Het doel van de onderhavige studie is het afleiden van het waterstandsverloop behorende bij de waterstand bij de normfrequentie voor alle locatie langs de Rijntakken en de Maas. De in dit rapport afgeleide waterstandsverlopen zullen, nadat die gekoppeld zijn aan de nog vast te stellen waterstanden bij de normfrequentie, als invoer gelden voor de reeds bestaande tool om waterstandsverlopen te visualiseren.

1.3 Afbakening en uitgangspunten

De afgeleide waterstandsverlopen in onderhavig rapport hebben betrekking op de bovenstroomse delen van de Rijn en de Maas waar opzet vanuit het IJsselmeer of de Noordzee, al dan niet in combinatie met getij, geen rol speelt.

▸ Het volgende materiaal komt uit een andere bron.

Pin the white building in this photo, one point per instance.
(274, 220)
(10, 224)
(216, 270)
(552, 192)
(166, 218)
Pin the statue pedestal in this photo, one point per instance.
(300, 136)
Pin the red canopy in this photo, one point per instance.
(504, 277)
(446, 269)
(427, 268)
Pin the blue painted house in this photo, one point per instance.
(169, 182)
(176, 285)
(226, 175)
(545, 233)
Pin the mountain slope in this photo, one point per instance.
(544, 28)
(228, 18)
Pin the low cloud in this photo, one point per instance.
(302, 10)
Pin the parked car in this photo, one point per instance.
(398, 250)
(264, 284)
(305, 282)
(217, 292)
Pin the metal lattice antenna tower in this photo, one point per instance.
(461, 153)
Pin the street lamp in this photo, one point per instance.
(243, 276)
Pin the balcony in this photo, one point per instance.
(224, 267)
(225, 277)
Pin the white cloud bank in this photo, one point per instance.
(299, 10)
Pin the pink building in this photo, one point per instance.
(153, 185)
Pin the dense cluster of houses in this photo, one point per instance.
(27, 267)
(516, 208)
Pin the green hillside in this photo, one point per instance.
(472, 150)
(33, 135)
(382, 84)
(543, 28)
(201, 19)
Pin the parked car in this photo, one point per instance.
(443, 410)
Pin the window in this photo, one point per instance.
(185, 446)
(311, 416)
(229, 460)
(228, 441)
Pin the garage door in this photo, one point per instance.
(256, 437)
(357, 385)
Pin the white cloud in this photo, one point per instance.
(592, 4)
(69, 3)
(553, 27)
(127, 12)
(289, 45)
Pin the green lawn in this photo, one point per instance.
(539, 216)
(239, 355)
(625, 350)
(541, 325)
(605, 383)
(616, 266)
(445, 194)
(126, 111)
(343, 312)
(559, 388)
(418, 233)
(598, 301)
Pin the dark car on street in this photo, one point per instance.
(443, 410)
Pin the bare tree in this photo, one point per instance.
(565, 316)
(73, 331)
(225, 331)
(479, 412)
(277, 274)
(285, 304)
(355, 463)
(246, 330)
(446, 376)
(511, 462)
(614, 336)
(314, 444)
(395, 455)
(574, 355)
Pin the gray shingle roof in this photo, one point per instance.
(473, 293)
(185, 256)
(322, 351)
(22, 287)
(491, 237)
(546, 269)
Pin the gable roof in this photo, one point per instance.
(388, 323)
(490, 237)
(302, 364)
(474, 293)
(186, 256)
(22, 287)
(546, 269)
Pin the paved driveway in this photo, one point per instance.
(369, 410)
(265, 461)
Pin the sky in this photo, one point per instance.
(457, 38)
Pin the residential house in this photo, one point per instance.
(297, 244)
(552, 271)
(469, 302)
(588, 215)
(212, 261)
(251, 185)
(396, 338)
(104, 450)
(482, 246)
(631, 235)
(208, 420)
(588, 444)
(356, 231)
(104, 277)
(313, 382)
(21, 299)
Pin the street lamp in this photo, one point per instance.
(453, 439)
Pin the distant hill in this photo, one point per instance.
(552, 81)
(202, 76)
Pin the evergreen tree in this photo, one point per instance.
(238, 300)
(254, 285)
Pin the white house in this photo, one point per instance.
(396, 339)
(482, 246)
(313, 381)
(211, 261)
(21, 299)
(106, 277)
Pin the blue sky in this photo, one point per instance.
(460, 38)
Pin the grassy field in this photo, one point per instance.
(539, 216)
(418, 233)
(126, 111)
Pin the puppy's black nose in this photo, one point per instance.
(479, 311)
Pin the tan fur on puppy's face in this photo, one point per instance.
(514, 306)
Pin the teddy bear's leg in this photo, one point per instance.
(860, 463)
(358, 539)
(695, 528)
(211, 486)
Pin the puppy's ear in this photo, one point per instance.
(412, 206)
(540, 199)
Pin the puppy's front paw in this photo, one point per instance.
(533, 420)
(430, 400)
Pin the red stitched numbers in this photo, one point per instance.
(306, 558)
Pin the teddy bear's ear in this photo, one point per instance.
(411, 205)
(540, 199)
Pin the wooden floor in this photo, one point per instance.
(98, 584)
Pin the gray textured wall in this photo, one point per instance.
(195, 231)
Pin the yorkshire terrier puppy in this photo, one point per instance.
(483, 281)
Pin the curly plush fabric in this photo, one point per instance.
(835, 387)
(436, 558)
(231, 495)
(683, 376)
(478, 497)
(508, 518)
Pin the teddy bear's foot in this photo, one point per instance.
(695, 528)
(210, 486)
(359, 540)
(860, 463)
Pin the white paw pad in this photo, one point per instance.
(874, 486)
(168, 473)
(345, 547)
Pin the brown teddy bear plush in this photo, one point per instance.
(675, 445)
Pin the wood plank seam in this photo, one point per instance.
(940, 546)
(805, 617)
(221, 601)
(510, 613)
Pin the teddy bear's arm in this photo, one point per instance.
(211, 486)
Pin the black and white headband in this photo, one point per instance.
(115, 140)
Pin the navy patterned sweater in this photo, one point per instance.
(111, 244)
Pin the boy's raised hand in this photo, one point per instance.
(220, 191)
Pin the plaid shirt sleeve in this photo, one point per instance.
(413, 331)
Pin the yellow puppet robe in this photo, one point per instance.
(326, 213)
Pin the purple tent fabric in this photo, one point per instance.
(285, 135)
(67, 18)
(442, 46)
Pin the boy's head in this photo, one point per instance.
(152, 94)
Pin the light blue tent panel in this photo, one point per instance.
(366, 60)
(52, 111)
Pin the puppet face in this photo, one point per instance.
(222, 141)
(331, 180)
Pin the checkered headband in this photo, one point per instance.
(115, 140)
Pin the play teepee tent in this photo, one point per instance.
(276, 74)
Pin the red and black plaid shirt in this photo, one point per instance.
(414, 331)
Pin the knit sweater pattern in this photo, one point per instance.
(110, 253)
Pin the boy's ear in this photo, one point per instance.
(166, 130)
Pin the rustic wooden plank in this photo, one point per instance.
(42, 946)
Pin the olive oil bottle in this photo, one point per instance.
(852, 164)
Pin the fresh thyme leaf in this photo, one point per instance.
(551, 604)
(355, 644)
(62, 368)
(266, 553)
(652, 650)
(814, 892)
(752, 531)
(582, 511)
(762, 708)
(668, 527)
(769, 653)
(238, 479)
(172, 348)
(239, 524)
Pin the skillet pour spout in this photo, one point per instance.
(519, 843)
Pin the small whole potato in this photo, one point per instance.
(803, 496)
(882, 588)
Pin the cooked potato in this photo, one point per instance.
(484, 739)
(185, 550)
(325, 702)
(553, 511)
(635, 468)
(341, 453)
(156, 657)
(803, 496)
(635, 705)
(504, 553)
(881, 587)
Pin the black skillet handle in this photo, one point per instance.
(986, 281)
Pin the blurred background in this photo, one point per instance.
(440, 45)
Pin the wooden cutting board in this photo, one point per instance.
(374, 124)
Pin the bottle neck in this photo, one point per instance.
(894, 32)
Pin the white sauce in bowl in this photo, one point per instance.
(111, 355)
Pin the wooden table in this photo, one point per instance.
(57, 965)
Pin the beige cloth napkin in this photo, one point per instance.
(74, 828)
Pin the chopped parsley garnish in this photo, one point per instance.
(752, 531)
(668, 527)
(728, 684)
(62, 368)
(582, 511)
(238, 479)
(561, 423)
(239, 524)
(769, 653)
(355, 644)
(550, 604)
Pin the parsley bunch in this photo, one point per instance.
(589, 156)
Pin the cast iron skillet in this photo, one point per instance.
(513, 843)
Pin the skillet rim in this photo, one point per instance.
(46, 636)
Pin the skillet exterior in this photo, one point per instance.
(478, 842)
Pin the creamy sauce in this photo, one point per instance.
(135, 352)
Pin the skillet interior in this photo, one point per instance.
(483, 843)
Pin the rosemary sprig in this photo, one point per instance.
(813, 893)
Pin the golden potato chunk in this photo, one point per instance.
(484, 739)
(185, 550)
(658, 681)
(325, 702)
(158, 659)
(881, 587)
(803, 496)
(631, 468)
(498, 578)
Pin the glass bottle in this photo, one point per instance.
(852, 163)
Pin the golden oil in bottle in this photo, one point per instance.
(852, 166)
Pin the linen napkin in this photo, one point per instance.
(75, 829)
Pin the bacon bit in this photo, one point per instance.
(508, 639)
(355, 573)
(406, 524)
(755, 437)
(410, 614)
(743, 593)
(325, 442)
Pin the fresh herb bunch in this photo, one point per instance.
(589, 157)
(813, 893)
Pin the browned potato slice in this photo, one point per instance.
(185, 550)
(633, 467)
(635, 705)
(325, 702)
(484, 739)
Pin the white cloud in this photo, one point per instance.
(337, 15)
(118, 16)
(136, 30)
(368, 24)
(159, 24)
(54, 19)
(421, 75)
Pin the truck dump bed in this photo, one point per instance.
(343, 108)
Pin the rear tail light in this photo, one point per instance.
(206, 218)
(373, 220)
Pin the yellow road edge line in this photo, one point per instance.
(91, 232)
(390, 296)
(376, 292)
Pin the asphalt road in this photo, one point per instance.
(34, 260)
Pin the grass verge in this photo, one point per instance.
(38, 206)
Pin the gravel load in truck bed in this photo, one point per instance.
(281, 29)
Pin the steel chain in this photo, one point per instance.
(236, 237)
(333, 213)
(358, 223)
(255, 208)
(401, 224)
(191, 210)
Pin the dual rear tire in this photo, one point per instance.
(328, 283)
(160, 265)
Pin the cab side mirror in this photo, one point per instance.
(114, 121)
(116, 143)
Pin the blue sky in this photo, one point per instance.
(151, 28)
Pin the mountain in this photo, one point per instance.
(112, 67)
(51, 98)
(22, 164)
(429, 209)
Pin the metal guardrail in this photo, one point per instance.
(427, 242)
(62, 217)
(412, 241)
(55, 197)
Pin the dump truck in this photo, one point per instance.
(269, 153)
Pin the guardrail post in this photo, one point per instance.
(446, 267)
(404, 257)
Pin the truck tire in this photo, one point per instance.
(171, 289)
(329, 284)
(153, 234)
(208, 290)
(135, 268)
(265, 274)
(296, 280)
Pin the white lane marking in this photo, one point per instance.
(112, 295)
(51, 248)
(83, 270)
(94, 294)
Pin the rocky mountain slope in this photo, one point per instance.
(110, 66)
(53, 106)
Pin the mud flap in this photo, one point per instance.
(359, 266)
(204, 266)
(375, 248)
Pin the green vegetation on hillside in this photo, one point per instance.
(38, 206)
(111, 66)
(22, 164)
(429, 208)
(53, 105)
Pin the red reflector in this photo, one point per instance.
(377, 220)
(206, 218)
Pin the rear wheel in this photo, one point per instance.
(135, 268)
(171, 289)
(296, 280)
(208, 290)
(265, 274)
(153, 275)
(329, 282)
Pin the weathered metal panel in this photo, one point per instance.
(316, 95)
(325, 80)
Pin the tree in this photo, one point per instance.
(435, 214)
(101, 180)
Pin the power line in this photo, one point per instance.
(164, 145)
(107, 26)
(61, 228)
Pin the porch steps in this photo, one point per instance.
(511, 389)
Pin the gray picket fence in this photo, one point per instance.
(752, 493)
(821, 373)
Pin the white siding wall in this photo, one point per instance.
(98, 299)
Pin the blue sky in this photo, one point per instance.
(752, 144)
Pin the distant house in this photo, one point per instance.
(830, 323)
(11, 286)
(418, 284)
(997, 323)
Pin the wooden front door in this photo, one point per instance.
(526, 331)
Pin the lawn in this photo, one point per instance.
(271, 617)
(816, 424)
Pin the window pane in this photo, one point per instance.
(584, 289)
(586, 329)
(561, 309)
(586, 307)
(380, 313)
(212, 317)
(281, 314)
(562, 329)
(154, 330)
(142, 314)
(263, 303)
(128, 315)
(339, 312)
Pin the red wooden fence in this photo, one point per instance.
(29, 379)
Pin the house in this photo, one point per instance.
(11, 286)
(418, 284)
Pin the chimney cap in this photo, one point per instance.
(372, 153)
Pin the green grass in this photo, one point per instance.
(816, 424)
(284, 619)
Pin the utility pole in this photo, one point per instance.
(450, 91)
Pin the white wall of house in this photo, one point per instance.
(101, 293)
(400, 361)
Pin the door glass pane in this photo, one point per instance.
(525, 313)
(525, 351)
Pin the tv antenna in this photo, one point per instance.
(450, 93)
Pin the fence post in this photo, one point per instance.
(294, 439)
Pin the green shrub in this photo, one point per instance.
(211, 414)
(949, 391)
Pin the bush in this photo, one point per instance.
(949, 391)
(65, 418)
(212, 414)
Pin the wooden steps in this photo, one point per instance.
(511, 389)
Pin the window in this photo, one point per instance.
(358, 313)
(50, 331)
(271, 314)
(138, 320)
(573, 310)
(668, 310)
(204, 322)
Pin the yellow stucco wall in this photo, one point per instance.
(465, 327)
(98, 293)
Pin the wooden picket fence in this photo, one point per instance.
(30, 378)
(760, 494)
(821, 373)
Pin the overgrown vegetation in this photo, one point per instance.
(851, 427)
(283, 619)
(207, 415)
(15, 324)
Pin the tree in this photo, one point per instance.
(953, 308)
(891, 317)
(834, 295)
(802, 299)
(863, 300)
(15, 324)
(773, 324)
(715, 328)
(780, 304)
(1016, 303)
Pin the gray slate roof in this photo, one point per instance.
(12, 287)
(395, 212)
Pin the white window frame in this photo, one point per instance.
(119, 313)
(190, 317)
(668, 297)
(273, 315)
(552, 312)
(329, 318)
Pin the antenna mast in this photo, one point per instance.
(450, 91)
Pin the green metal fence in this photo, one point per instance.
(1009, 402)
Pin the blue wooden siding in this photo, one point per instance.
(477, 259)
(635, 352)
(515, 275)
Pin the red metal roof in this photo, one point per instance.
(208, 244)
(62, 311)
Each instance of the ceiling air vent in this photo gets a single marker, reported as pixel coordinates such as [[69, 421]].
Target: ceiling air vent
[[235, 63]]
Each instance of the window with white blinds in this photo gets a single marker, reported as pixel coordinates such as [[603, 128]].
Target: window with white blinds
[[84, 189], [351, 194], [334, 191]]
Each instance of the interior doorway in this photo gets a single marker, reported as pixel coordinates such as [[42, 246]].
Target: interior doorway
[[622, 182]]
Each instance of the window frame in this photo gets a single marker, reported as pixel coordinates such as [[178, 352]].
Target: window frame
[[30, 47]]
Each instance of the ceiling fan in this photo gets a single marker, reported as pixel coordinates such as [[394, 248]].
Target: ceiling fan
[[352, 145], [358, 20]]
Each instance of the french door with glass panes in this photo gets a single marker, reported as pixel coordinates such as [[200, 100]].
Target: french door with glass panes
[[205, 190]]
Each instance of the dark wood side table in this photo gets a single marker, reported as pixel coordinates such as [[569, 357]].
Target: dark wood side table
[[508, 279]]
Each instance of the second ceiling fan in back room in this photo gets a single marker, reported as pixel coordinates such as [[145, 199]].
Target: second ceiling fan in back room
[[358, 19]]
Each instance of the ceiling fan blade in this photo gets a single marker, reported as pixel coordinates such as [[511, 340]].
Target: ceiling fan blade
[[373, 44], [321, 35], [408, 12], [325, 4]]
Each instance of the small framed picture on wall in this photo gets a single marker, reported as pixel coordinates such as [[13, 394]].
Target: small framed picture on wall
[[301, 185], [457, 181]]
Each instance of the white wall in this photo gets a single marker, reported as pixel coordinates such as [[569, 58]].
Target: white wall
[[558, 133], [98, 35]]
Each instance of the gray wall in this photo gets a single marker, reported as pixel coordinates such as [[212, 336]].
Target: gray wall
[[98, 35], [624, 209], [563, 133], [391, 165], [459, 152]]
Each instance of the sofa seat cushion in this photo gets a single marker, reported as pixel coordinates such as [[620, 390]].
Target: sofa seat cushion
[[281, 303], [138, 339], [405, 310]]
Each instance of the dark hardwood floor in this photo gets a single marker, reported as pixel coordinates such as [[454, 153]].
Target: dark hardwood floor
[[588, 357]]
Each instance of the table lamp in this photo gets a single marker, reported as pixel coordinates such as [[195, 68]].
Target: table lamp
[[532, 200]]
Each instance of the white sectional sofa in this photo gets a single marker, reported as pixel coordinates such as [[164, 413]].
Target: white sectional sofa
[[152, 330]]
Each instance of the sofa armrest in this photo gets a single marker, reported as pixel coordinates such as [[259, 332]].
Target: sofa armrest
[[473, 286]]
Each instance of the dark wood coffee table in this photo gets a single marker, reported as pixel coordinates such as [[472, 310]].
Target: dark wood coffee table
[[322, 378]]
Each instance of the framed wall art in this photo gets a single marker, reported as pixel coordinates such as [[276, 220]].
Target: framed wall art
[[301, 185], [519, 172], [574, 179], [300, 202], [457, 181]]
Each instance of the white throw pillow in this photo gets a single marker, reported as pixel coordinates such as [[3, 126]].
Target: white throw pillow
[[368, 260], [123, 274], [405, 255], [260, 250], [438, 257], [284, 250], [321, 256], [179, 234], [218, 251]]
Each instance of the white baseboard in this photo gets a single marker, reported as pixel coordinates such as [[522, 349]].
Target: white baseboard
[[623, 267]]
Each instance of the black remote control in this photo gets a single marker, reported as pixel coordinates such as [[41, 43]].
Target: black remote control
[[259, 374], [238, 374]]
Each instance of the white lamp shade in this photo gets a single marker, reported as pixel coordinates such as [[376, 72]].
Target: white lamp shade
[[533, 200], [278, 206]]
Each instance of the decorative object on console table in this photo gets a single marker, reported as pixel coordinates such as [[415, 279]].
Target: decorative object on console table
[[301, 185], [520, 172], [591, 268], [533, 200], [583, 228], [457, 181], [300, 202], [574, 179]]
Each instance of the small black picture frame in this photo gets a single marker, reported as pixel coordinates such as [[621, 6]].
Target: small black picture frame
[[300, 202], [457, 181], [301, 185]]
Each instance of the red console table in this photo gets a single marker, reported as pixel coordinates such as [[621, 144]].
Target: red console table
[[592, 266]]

De Benedenrivieren en Vecht- en IJsseldelta vallen dus buiten de scope van dit rapport.

De waterstandsverlopen in dit rapport horen in principe bij de waterstand behorende bij de normfrequentie; ze kunnen niet rücksichtslos worden gebruikt voor andere waterstandsniveaus. De waterstandsverlopen zijn uitsluitend bedoeld voor de toetsing van geotechnische faalmechanismen waarbij langdurig aanhoudende hoge waterstanden bedreigend zijn. Binnen de vierde toetsronde met behulp van de HR-2006 zijn de waterstandsverlopen gebruikt bij de gedetailleerde toets voor macrostabiliteit binnenwaarts en de geavanceerde toets voor piping en heave en instabiliteit door golfoverslag.

(20)

1220082-002-HYE-0002, 28 januari 2016, definitief

De waterstandsverlopen zijn niet bedoeld voor ontwerp en ook niet voor het toetsen op de volgende faalmechanismen:

• Stabiliteit bekledingen (de situatie waarin de golfaanval op het bekledingsdeel het grootst is, is maatgevend voor het toetsen van bekledingen. De waterstand bij de normfrequentie geeft geen representatief verloop voor de maatgevende belasting bij het toetsen van bekleding, beter is om een belastingduur per niveau aan te geven).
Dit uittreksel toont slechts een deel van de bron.